University’s Ecosystem of Innovation Flourishes
10/28/2016
By David Perry
On an evening of baseball playoffs and a penultimate presidential debate, Steven Tello had a problem. A good problem. Fifty more people than last year were coming to the annual campus entrepreneurship celebration.
“All I could think was, where do we put them all?” the senior associate vice chancellor for entrepreneurship and economic development told a packed house of students, faculty and alumni.
For Tello and the attendees, it’s all about finding a solution. This year, they fit in University Crossing’s Moloney Hall, but if the campus community of innovators keeps growing, “we may have to move to the Inn & Conference Center next year,” Tello said.
The response isn’t all that surprising for a dynamic, thriving culture of entrepreneurship and innovation now woven into every strand of UMass Lowell’s DNA.

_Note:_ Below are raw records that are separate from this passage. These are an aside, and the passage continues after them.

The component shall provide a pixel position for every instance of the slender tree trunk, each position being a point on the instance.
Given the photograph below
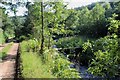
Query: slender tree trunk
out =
(42, 39)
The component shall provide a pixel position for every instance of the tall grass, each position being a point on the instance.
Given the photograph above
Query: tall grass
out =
(69, 42)
(4, 51)
(2, 40)
(48, 65)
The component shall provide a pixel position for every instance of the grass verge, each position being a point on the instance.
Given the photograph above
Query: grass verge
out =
(4, 51)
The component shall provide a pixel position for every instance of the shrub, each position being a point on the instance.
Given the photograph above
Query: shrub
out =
(107, 57)
(49, 63)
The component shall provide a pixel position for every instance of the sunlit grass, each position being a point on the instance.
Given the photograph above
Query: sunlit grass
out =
(33, 66)
(4, 51)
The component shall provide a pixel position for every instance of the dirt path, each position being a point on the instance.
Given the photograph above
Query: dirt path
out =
(7, 67)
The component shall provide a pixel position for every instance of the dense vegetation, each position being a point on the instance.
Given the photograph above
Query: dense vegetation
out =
(4, 51)
(90, 35)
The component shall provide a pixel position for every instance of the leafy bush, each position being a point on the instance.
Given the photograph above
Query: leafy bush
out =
(107, 57)
(30, 45)
(4, 51)
(71, 41)
(2, 40)
(49, 63)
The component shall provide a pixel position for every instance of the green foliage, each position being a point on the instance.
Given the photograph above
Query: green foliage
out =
(30, 45)
(114, 24)
(106, 61)
(4, 51)
(50, 60)
(72, 41)
(2, 39)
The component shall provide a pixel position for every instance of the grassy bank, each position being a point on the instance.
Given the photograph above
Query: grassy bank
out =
(4, 51)
(49, 65)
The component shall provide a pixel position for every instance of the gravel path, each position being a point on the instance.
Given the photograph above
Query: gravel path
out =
(7, 67)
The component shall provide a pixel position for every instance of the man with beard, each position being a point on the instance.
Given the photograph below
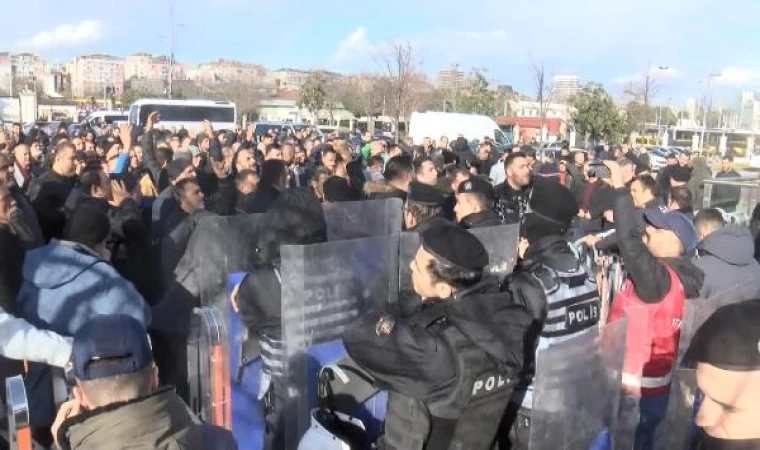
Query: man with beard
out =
(727, 359)
(48, 192)
(512, 195)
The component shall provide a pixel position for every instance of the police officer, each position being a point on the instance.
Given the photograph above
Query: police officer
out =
(553, 283)
(475, 199)
(294, 218)
(451, 365)
(423, 203)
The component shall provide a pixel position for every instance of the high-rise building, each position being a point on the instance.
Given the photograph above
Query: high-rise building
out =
(227, 70)
(451, 78)
(92, 74)
(565, 87)
(144, 66)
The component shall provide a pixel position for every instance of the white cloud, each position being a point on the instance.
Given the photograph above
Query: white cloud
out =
(353, 47)
(738, 76)
(660, 73)
(65, 35)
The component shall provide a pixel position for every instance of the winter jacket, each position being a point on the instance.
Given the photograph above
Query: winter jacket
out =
(25, 224)
(48, 194)
(726, 197)
(378, 190)
(65, 284)
(700, 172)
(650, 276)
(726, 256)
(159, 421)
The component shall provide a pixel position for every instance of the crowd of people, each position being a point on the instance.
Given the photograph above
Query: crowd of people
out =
(94, 225)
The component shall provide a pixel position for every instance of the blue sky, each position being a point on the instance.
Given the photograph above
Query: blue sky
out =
(609, 41)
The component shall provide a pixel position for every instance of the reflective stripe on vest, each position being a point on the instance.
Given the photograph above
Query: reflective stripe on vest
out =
(572, 309)
(652, 336)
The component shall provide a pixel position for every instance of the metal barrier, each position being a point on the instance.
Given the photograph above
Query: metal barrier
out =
(19, 431)
(208, 367)
(735, 197)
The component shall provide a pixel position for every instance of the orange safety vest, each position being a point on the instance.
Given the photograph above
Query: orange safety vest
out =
(652, 336)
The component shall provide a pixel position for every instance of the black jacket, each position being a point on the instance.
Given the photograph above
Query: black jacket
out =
(511, 204)
(649, 275)
(415, 361)
(481, 219)
(48, 195)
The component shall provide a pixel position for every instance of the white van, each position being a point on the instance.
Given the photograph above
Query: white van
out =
(188, 114)
(471, 126)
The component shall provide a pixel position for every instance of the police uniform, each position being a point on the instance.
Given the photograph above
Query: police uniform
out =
(480, 219)
(553, 283)
(451, 366)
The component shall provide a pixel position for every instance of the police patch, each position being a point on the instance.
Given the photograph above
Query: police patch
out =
(489, 383)
(582, 316)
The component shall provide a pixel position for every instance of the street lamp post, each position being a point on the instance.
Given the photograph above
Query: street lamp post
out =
(704, 107)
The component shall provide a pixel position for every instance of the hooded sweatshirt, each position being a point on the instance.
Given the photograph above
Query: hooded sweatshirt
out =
(726, 256)
(159, 421)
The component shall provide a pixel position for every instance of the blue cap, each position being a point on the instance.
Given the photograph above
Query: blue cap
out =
(665, 219)
(119, 338)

Tracing the university’s history to Lowell’s role at the epicenter of the Industrial Revolution, Julie Chen, vice chancellor for research and innovation, noted that “the spirit of entrepreneurship is what created this university.” That spirit has been “kicked up” in recent years, Chen noted, with the promise of “turning ideas into the next invention to create a better life for all of us here. It is an amazing time.”

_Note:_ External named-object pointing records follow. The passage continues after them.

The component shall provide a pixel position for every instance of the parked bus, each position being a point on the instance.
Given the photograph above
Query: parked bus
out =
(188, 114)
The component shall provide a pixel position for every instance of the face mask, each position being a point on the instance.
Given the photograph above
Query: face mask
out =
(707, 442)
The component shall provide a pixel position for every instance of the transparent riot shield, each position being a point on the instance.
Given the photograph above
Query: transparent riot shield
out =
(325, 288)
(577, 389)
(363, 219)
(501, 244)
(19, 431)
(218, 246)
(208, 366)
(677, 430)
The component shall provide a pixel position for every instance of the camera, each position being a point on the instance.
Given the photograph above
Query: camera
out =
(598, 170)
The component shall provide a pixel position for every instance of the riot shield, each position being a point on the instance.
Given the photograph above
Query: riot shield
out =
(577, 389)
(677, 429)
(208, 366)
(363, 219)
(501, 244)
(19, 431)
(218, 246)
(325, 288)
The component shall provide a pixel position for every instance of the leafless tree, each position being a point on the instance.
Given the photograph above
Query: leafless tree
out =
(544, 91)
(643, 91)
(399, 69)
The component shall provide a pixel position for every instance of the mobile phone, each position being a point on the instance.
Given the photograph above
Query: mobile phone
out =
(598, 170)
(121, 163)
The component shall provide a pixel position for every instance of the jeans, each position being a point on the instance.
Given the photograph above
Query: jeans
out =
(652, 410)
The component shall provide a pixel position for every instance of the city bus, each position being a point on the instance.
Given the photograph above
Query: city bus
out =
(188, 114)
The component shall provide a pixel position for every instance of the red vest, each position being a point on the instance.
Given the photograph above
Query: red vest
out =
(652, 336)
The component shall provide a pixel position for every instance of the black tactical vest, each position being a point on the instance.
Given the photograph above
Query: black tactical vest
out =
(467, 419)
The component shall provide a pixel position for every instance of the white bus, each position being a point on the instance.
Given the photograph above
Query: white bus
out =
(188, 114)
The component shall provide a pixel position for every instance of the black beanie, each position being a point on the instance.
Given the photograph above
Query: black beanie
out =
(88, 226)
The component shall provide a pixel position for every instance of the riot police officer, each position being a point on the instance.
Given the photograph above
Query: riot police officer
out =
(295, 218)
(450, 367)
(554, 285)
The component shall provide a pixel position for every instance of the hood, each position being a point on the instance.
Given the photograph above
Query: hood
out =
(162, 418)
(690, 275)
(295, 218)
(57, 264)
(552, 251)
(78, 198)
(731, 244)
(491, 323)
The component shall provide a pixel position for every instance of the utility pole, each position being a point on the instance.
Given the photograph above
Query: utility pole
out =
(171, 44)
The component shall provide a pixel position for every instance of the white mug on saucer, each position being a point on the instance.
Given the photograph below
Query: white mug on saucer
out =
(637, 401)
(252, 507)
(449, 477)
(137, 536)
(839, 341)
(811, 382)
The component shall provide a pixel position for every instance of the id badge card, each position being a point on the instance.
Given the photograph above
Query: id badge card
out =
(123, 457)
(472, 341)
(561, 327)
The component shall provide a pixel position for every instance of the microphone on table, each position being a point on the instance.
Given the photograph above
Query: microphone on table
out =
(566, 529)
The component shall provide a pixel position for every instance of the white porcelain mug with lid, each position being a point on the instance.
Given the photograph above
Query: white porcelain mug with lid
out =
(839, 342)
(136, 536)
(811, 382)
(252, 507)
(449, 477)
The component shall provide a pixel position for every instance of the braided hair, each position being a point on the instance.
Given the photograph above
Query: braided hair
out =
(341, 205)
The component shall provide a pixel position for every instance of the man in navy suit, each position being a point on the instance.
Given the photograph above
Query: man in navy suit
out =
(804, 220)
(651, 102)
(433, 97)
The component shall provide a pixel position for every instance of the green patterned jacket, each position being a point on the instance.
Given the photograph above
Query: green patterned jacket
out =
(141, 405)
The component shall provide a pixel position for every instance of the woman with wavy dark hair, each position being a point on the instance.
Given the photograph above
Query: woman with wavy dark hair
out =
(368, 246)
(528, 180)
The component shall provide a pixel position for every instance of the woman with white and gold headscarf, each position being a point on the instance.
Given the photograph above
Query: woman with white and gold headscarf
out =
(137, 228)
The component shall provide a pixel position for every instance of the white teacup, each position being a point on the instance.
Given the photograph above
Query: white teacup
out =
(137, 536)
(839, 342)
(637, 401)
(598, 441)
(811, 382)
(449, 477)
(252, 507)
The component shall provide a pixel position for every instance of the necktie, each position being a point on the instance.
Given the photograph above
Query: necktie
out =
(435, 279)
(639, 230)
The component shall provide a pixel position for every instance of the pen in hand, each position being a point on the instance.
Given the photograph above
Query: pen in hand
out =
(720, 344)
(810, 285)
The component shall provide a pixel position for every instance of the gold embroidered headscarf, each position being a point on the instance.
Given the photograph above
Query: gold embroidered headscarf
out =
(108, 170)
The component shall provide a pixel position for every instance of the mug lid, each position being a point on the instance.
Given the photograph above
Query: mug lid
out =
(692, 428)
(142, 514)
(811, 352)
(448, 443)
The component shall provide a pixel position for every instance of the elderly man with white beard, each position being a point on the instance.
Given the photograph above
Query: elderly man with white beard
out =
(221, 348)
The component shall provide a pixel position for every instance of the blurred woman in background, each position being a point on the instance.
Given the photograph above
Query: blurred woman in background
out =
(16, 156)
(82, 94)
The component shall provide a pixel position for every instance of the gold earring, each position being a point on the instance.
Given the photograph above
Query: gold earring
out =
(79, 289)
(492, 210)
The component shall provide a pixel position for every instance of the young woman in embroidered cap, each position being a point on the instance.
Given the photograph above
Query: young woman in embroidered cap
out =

During the celebration, the university honored several faculty members who have helped UMass Lowell’s economic development engine purr.
Six faculty members and National Science Foundation I-Corps graduates — Xinwen Fu, Zhiyong Gu, Pradeep Kurup, Yan Luo, Xingwei Wang and Hongwei Sun — received Entrepreneurial Faculty Awards, and Kurup and Joel Therrien were Tech Venture Program winners.
Susan Braunhut, Kenneth Marx, Georges Grinstein, Stephen McCarthy, Erno Sajo and Thomas Shea were recognized for their role in UMass Lowell startup companies.
Tello also introduced the new structure of the Office of Entrepreneurship and Economic Development, which now includes intellectual property and commercialization, the New Venture Development Initiative, the DifferenceMaker program and startup incubators the Massachusetts Medical Device Development Center (M2D2) and the Innovation Hub.
“It’s one-stop shopping for entrepreneurship” at the university, Tello said.
Panel discussions with faculty and students spotlighted some of the new ventures and products that were born in the university’s labs and classrooms.
Award-winning DifferenceMaker students and their mentors discussed their inventions, such as Topacan, an ashtray that turns empty cans into environmentally friendly cigarette disposal units; WordPro, vocabulary-building flashcards aimed at high schoolers learning a second language; Veteran’s QRF, the web-based platform to help veterans claim their military disability benefits; and eNABLE Lowell, which uses 3D printing technology to make low-cost prosthetics for children around the world.
Since it began in 2012, the DifferenceMaker program has reached more than 20,400 students, led to the formation of 14 companies and spurred the creation of four dedicated entrepreneurial spaces and six team patents filed or approved. More than $153,000 has been awarded to students, and $368,000 has been raised by student teams.
Andrew Sutherland ’94, an alumni mentor from the Manning School of Business who calls himself “proudly selfish” to serve as a mentor to Veteran’s QRF, spoke with passion about working with a DifferenceMaker team.
“I like to talk about business, [and] love startups and entrepreneurship,” he said during the panel discussion. “The passion and enthusiasm is really infectious.” He also appreciates the cause of simplifying and improving care for military veterans.
Sutherland, who has worked in several startup ventures, didn’t have the benefit of learning from a mentor earlier in his career.
“I learned the hard way. So if I can help someone avoid pitfalls and help to accelerate good ideas, we will all benefit,” he said.